Aujourd’hui, mère d’un fils de dix ans, elle travaille trente-cinq heures pour un salaire de 1 230 € net hors primes.  J’adore mon magasin, mes collègues.  Son investissement la conduit en 2019 à un mandat syndical FO.  On se bat pour le maintien de l’emploi. 
Pas facile. En quinze ans, le nombre de caisses traditionnelles est passé de quarante-huit à trente-deux, calcule Jennifer Goujon, la déléguée FO du magasin :  Dans ce secteur, les départs à la retraite ne sont plus remplacés. C’est aussi le cas dans le non-alimentaire : télé, hi-fi, etc. 
Pourtant, l’effectif du magasin (460 salariés) est stable.  Mais, sur ce total, la proportion de contrats étudiants augmente, notamment depuis un an avec l’ouverture le dimanche matin,poursuit Jennifer Goujon. Par ailleurs, d’autres secteurs connaissent une hausse des effectifs. C’est le cas du drive, ouvert voilà trois ans. Ou encore du rayon bio, qui s’est agrandi l’an dernier.

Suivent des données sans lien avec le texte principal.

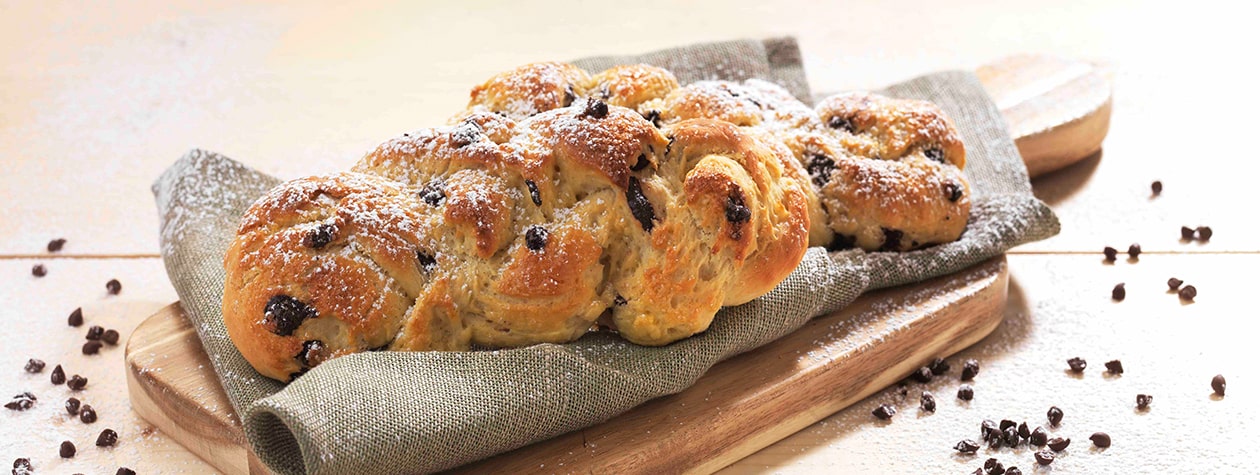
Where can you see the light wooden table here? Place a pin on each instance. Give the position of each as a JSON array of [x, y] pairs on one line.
[[97, 100]]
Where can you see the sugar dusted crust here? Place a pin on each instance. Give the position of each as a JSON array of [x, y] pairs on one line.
[[560, 199]]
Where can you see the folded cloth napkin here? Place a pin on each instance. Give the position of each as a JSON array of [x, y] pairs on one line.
[[410, 412]]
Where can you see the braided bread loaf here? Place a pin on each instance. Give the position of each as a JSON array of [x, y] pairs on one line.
[[558, 200]]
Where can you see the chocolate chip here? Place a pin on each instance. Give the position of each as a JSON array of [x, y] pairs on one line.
[[465, 134], [320, 236], [1205, 233], [885, 412], [1037, 437], [970, 368], [841, 124], [1219, 384], [1187, 292], [820, 168], [639, 206], [76, 382], [1114, 367], [1100, 440], [891, 240], [533, 193], [434, 192], [595, 108], [311, 353], [285, 314], [927, 402], [641, 163], [965, 392], [107, 439], [34, 366], [426, 260], [1055, 415], [56, 245], [967, 446], [935, 155], [1043, 456], [1076, 364], [58, 376], [536, 238], [1173, 282]]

« On ne peut pas freiner l’évolution de la consommation »

L’automatisation fait néanmoins peser une menace.  On ne sait pas ce que seront nos emplois dans dix ans, soupire Ingrid Masson. On ne peut pas non plus freiner l’évolution de la consommation. Certains clients veulent être autonomes. 
L’entreprise en a bien conscience. D’où les « scannettes » mises en place depuis un an. Disponibles à l’entrée du magasin, elles permettent aux clients de scanner eux-mêmes les produits qu’ils mettent dans leur chariot. Avant de remettre l’appareil à l’hôtesse de caisse pour le paiement.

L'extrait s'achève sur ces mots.